Supermarket giants Foodstuffs and Woolworths New Zealand have lost a long-running legal battle to prevent Auckland Council imposing stricter sale times for alcohol.

After eight years of court cases and appeals, the Supreme Court has today unanimously dismissed the appeals.

The decision means that in Auckland, alcohol will no longer be sold past 9pm at off-licence stores such as supermarkets and bottle stores - two hours earlier than currently permitted.

It also allows the council to restrict new off-licences - including putting a temporary freeze on issuing new off-licences in some areas including the city centre.

In 2015, the council introduced a policy to limit alcohol sales but it was delayed by the court cases and appeals.

The Supreme Court today agreed that a restriction may be justified if there's a reasonable likelihood that it will reduce alcohol-related harm.

An off-licence sale is defined as alcohol bought to consume elsewhere.

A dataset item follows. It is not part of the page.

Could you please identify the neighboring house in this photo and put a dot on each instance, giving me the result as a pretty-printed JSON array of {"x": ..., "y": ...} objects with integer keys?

Foodstuffs spokesperson Emma Wooster said the supermarket chain was disappointed by the result but respected the Supreme Court's decision.

It was also pleased the clarity provided on legal principles.

"We deliver a safe and responsible sale and supply of alcohol at all our licensed stores and the motivation behind appealing the decision has always been so our Auckland customers, who want to buy beer and wine, could have certainty around these products being available at the same time they do their supermarket shop.

"We acknowledge the clarity provided by the Supreme Court and we'll continue to focus on serving our local communities responsibly."

In a media release, Auckland Council said it welcomed the Court's decision.

Regulatory and Safety Committee chairperson Josephine Bartley said reducing alcohol harm in the community was at the heart of council's approach.

"We welcome the resolution of this appeals process and the opportunity to get on with implementing our local alcohol policy - eight years has been a long time to wait.

"While the changes won't happen overnight, we look forward to seeing alcohol suppliers reflect on the ways the policy will allow them to supply alcohol responsibly and where they can do their bit to mitigate the worst impacts of alcohol on their communities."

Auckland Council's chief of strategy Megan Tyler said there were still a number of outstanding matters before the Alcohol Regulatory and Licensing Authority that required resolution.

"We will now turn our attention to working through those," Tyler said.

Woolworths NZ has been approached for comment.